Are Adjustable Rate Mortgages Good?
When you are looking to finance your home you must first
decided whether an adjustable rate mortgage will work for you financial situation. Often times you will hear people advise against using an
adjustable rate mortgage and stick with your standard fixed rate mortgage. However, those so-called experts may not know your particular
financial situation.
If you would like to purchase a home but you don't have the standard 20% deposit that most lending
institution would like you to have then using an adjustable rate mortgage may be just what you need. Often times because you are not locking in
an interest rate the lender will let you slide with less money for your deposit.
If your credit is okay but not great, this may also be a good solution for you. With credit that is not
particularly strong most lenders will over look a few flaws if you opt to go with an adjustable rate mortgage. Lenders always weigh the risk you
pose of defaulting on the loan, and with a less than stellar credit history they may give you the money but not reward you with a low fixed rate
mortgage.
When closing on any loans there are many closing cost that you will have to pay up front and out of your own
pocket. These fees include loan initiation fees and points. If you are going with an adjustable rate
mortgage then these fees will be lower than the fixed rate mortgage. Lenders are banking on the fact that they are going to make more money off
of you later because interest rate will rise.
One particularly good reason to use an adjustable rate mortgage is if you are not planning to stay in your
home for over five years. Say perhaps you are in the military and you move quite frequently. This could be a very good way for you to go. It will
save you money up front because you will need less of a down payment and the closing fees will be substantial less. So when you are ready to move
you will hopefully have less money spent out of your pocket then if you had used a standard mortgage.

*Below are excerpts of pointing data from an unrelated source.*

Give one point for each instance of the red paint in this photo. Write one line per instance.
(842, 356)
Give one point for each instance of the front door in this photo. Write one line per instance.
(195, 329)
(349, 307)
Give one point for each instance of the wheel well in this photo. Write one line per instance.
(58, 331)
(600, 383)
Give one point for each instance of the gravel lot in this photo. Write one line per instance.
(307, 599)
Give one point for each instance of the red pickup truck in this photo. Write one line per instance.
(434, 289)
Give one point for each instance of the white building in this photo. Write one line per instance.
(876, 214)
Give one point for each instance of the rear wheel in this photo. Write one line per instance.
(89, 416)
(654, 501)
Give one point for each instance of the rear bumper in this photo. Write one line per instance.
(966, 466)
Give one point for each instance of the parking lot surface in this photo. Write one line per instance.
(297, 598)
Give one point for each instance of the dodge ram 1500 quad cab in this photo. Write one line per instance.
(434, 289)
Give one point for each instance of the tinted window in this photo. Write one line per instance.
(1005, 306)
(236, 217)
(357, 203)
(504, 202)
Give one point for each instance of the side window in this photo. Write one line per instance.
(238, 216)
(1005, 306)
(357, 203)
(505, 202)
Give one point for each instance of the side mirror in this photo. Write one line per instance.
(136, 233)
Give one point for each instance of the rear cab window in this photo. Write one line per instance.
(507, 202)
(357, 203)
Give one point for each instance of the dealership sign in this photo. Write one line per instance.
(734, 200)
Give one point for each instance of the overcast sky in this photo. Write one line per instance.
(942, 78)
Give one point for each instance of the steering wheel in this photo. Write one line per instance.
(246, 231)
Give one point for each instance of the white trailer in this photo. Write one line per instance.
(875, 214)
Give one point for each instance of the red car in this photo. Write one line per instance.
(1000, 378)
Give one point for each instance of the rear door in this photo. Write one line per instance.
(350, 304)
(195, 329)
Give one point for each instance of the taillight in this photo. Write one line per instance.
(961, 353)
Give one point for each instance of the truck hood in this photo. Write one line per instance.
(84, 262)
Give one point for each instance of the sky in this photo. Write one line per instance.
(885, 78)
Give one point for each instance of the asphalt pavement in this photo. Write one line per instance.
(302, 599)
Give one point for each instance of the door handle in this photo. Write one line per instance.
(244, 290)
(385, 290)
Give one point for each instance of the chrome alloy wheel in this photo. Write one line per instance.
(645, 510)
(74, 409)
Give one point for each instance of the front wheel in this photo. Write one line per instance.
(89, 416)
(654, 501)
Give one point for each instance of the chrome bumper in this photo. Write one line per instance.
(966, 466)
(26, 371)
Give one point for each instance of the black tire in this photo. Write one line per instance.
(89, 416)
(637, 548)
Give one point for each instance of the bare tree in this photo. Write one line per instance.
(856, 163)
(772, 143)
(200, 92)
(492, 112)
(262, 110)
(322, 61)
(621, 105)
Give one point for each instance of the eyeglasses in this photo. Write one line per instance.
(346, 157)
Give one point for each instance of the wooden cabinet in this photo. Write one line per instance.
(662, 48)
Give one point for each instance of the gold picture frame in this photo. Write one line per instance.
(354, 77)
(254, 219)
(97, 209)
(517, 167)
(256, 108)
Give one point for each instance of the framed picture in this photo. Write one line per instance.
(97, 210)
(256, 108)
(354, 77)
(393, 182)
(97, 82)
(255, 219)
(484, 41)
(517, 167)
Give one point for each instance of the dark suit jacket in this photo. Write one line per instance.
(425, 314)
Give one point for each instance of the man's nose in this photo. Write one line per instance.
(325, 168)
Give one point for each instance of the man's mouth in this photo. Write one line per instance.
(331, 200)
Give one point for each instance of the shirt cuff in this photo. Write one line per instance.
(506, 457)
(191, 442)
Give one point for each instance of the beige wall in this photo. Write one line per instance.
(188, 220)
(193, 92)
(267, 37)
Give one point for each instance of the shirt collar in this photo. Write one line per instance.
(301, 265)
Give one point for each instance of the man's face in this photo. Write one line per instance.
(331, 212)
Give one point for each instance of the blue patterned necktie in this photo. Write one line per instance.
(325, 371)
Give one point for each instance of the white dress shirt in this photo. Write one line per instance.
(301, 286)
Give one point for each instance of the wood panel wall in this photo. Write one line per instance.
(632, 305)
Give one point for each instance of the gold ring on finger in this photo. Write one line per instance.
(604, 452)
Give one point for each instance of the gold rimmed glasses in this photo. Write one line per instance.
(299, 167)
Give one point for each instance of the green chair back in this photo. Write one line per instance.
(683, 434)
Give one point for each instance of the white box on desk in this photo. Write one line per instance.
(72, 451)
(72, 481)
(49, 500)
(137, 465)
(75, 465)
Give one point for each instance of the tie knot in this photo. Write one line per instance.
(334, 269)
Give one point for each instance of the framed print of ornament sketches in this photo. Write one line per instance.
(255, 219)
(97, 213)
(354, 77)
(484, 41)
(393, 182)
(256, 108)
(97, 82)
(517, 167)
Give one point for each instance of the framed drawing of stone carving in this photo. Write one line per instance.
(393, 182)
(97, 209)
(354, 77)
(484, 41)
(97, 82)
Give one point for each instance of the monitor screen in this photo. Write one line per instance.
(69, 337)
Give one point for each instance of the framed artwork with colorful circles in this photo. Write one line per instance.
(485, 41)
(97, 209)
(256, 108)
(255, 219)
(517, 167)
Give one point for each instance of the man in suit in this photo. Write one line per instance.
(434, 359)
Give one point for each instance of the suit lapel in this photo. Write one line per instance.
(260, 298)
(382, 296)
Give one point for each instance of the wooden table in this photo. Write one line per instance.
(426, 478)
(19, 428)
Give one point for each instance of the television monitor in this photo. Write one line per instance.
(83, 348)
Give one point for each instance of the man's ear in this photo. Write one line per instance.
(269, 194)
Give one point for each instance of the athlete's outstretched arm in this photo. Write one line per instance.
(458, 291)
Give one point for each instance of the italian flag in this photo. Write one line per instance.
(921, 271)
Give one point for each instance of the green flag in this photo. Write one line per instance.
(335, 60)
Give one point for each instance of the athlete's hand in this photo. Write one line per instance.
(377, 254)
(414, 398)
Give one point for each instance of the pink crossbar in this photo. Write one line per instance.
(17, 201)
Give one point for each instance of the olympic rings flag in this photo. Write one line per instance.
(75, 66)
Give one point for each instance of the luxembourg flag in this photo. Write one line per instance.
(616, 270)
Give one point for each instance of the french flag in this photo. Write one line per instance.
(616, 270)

There is really only one downfall to using an adjustable rate mortgage. If interest rates go higher, so does
your monthly payment. Your payment could at any time without warning. Most of the time when interest rates start to raise it starts slowly. They
usually increase by a quarter of a point at a time. This may not sound like a lot but over the term of the loan it can cost much more then you
had anticipated.
Overall adjustable rate mortgages are a great idea if you don't have enough money saved for a great down payment, your credit is a little
questionable, you need to save money on closing cost, or you will be living in the home for a short amount of time. If your credit improves or
you decide to stay in the home longer you should consider get yourself into a fixed rate mortgage. Interest rates may be at historic lows right
now but you never know when that trend will change.